Oleh: Tasrif Siara, Praktisi Komunikasi Massa
DEMONSTRASI mahasiswa biasanya selalu menampilkan sisi menarik, kadang menggelitik. Seperti yang dilakukan mahasiswa Universitas Muhammadiyah Prof. Hamka (Uhamka) saat melakukan aksi unjuk rasa di depan Istana Negara, Jakarta, pada Jumat kemarin (14/9/2018), salah satu spanduknya tertulis: RUPIAH ANJLOK#JOKOWILENGSER
Tulisan ini sama sekali tak ada kaitannya dengan demonstrasi mahasiswa Jumat kemarin itu. Penulis hanya ingin berbagi cerita dan bertanya, apa sesungguhnya yang menarik dari demonstrasi mahasiswa itu? Jawabannya pasti banyak.Yang pertama; jika seratus mahasiwa yang demonstrasi, dipastikan akan sangat atraktif, heroik, penuh dinamika dan kadang jenaka, untuk itu menarik dinonton.
Kedua; jika seribu mahasiswa yang demontrasi, posisi anda harus hati-hati, karena bisa jadi anda akan menerima dampaknya, seperti mendapat lemparan botol mineral atau tersenggol mahasiswa yang terlalu semangat.
Dan ketiga; jika lebih dari seribu mahasiswa yang demontrasi maka anda harus berpikir untuk ikut terlibat di dalamnya. Dalam bahasa sosiologi disebut dengan bandwagon effect, atau efek ikutan. Jika tidak ikut, anda tidak akan tercatat dalam sejarah.
Bandwagon effect inilah yang terjadi hingga demontrasi mahasiswa jumlahnya menjadi ribuan pada tahun 1998 yang menandai awal reformasi dan menjungkal Soeharto dari singgasana kekuasaannya. Ketika itu seorang pecundang sekalipun dipastikan ikut dalam barisan demontrasi karena faktor Bandwagon effect. Itulah yang dijelaskan oleh sosiolog Peter L Berger yang mengatakan, simunafik dalam keadaan terjepit bisa menjadi pahlawan.
Tapi demo-demo mahasiswa jumat kemarin belum melahirkan bandwagon effect, jadi anda tak perlu ikut dalam barisan. Namun yakinlah suara hati anda akan terus diteriakkan mahasiswa karena mereka berjuang tidak untuk duduk dikursi kekuasaan.
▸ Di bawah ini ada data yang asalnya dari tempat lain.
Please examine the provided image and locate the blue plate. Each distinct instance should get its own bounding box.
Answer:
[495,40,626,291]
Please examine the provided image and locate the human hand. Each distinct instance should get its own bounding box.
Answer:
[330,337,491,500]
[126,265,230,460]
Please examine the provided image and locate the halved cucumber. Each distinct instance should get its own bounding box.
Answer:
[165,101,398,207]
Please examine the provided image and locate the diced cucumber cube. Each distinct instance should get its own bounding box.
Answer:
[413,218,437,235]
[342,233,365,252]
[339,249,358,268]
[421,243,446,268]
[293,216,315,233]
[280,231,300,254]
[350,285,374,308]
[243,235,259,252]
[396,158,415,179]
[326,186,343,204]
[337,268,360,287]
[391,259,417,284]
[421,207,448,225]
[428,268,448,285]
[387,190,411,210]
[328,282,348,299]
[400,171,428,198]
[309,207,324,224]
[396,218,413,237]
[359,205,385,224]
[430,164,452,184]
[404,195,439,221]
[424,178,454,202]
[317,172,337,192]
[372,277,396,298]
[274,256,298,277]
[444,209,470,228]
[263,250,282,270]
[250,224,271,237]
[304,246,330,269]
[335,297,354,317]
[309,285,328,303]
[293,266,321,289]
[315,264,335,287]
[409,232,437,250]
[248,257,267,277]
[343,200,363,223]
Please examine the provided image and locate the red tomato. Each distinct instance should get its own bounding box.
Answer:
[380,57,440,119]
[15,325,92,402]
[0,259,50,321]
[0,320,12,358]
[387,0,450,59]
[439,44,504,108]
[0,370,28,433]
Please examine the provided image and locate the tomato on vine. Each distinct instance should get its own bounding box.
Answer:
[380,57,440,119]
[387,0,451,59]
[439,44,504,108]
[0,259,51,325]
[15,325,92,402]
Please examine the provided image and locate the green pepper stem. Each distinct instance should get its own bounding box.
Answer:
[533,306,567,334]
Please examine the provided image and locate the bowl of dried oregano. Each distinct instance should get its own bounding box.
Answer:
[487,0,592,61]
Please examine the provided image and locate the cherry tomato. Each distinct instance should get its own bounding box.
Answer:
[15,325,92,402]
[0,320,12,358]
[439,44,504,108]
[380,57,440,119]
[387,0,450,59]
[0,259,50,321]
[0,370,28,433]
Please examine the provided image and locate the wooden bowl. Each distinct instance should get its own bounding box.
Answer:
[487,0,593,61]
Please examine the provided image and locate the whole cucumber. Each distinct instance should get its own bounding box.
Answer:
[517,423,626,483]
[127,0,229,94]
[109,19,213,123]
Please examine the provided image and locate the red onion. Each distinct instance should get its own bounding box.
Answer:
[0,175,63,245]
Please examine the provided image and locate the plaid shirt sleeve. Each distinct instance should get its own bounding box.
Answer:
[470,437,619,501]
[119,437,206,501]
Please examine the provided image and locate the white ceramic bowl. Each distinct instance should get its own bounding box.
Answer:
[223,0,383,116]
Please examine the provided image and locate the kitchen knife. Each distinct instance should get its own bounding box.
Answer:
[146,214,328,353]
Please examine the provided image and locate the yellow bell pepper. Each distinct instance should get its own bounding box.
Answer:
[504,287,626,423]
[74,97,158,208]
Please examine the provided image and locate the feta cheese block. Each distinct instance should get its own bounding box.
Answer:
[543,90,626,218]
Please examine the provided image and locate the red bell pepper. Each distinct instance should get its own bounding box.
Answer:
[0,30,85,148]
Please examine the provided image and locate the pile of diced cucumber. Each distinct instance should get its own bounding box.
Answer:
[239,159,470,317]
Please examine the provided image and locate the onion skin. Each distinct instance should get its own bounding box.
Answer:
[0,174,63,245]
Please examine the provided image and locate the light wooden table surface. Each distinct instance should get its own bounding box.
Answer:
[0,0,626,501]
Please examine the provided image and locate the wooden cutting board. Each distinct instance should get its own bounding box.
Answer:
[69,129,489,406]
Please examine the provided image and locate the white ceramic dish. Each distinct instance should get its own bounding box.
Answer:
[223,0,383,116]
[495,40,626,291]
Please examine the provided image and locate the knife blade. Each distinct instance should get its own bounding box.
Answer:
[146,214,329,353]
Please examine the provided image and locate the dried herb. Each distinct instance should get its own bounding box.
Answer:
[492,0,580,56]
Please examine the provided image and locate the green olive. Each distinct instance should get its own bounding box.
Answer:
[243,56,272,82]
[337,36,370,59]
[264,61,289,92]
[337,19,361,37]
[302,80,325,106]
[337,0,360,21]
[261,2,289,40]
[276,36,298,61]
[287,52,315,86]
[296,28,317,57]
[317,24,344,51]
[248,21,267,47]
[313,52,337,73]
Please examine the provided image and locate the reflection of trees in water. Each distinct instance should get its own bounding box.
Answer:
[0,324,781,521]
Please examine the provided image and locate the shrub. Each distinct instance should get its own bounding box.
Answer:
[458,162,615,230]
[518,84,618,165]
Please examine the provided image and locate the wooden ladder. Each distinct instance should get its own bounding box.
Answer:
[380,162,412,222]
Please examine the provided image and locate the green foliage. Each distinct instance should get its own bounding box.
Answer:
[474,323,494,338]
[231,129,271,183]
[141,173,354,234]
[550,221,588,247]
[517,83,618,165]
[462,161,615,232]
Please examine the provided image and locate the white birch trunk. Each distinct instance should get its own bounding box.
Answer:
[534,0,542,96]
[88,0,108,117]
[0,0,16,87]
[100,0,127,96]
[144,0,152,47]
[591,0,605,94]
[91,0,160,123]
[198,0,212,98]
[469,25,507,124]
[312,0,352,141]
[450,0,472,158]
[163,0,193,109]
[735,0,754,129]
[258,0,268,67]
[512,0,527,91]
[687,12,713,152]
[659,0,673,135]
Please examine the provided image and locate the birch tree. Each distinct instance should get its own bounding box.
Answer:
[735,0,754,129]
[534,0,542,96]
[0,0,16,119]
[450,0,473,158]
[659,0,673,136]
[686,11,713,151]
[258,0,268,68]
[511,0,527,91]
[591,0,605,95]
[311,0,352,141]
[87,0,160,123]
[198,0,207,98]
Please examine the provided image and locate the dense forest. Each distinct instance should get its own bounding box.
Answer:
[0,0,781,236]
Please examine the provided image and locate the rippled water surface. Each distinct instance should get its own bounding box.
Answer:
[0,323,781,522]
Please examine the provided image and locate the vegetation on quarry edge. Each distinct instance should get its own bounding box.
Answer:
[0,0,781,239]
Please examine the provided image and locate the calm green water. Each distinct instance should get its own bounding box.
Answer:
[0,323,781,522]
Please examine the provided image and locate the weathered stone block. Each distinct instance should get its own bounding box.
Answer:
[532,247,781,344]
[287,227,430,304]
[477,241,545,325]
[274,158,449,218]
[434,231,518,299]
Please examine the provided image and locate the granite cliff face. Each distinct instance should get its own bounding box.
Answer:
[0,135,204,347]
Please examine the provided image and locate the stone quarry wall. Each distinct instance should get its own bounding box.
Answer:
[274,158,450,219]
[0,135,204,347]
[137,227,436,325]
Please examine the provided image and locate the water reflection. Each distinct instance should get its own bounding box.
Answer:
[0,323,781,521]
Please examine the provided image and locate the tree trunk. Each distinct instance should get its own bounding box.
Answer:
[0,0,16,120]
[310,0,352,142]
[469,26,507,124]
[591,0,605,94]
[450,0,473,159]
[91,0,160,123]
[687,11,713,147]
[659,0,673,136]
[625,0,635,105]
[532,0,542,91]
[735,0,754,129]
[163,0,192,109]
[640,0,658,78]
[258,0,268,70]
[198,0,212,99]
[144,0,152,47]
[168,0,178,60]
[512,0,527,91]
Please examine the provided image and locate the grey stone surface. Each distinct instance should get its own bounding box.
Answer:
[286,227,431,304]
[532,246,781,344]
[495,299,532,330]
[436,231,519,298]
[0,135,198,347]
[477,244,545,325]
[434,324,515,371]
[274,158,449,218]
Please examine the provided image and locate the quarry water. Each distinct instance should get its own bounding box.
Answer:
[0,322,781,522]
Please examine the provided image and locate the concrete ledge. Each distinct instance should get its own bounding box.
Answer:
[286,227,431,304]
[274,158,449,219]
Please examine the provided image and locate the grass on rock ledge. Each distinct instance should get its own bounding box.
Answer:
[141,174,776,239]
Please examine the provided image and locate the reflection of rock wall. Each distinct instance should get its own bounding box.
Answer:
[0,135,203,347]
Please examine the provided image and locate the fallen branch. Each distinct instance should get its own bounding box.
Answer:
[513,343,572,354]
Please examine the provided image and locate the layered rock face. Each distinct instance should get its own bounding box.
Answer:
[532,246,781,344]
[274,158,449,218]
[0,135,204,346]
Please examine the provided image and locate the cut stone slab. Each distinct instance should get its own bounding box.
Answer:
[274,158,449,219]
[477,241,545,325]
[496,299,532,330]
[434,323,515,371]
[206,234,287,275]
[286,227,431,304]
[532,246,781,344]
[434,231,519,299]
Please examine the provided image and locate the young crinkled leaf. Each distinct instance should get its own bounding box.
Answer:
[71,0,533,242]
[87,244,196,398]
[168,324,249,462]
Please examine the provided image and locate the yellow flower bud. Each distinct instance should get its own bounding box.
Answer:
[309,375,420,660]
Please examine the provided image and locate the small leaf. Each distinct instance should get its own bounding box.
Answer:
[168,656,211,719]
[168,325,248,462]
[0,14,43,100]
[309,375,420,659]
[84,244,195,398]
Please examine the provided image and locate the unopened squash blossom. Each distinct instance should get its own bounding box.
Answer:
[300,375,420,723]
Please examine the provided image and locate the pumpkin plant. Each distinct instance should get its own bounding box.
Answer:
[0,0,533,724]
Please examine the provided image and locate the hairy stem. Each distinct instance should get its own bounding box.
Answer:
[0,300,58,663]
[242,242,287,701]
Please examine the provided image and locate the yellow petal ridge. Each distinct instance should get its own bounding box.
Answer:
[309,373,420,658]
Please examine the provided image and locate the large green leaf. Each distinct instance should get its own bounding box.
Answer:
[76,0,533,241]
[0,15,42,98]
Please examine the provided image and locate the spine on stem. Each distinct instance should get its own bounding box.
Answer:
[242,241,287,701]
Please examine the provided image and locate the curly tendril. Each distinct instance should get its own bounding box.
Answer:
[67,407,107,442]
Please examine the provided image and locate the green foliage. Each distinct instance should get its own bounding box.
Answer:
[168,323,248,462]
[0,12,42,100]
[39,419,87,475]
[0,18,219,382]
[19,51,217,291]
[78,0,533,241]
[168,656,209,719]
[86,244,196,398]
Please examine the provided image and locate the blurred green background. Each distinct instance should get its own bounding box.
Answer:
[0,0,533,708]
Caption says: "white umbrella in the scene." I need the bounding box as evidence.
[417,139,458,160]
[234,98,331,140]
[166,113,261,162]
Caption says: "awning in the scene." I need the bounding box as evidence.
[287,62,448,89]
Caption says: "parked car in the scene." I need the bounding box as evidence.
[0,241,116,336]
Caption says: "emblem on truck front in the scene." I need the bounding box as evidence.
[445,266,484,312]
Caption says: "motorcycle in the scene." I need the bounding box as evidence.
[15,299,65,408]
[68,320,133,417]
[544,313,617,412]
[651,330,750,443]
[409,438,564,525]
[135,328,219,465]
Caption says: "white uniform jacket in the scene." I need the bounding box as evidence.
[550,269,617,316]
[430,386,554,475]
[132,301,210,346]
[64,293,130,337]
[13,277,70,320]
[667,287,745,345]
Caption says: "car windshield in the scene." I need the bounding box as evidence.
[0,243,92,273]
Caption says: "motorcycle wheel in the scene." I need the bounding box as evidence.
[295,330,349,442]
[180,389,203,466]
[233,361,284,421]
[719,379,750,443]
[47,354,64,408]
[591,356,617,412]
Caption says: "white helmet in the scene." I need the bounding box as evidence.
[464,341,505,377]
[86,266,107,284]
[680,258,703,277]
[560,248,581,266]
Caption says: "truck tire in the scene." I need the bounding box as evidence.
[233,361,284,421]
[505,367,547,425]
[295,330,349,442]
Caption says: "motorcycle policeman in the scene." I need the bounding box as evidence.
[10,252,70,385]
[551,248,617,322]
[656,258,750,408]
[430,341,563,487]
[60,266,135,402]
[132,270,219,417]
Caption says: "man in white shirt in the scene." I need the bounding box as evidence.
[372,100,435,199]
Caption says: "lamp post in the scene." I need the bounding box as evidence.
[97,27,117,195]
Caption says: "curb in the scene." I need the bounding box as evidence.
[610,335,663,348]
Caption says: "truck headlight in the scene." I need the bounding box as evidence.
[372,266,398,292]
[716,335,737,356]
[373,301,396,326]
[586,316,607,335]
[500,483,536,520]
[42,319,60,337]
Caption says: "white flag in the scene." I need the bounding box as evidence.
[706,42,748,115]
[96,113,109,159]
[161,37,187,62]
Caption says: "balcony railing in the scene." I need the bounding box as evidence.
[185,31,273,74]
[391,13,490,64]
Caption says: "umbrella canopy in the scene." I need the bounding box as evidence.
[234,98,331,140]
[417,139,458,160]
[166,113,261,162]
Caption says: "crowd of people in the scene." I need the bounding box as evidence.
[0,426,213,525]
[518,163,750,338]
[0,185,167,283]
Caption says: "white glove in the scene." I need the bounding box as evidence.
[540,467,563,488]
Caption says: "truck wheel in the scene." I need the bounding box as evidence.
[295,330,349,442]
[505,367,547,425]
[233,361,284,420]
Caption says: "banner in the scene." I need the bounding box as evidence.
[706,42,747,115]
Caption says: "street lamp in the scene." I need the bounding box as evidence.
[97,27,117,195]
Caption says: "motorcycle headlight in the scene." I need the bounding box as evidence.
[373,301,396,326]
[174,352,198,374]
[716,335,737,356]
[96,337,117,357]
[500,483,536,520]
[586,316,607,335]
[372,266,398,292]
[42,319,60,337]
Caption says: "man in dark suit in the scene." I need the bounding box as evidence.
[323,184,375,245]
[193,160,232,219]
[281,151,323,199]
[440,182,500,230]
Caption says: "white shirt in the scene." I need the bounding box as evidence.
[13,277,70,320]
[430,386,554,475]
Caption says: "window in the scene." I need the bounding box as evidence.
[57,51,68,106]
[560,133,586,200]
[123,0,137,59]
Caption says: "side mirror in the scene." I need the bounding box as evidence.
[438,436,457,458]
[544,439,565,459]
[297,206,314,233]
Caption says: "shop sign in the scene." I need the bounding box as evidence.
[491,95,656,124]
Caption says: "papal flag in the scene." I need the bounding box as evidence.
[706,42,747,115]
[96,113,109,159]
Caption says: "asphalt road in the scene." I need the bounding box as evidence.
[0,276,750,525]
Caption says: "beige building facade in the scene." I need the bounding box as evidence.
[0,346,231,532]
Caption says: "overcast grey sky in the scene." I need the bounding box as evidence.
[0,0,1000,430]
Hal yang mesti dipahami, gerakan mahasiswa Indonesia memiliki matarantai dengan akar sejarah pergerakan bangsanya. Itulah yang membedakan antara gerakan mahasiswa di dunia ketiga dengan mahasiswa di negera Eropa dan Amerika Serikat.
Di Amerika dan Eropa, hampir tidak pernah kita menyaksikan ada demonstrasi yang dilakukan oleh mahasiswa.Jika ada mahasiswa yang demontrasi menuntut pemerintah itu bisa dipandang sebagai tindakan campurtangan.Pertanyaannya kenapa ?karena mahasiswa di Eropa dan Amerika tidak terlibat dalam gerakan kemerdekaan bangsanya.
Sebaliknya di negara dunia ketiga, termasuk kita di Indonesia, mahasiswa berkontribusi besar dalam kemerdekaan bangsa. Jadi gerakan mahasiswa tidak bisa dipandang sebagai tindakan campurtangan, bahkan menjadi tanggungjawab moral untuk terus mengawal bangsanya dari perbuatan para pecundang seperti disebut oleh sosiolog Peter L Berger.
Demontrasi mahasiswa itu sesungguhnya sama statusnya dengan interupsi seseorang di ruang sidang atau rapat. Terkadang kalau aspirasi disampaikan secara normative, jarang sekali mendapat tanggapan, sebaliknya jika aspirasi itu sampaikan secara demontratif dan atraktif, dipastikan cepat sekali mendapat respon, minimal media massa ramai mewartakannya.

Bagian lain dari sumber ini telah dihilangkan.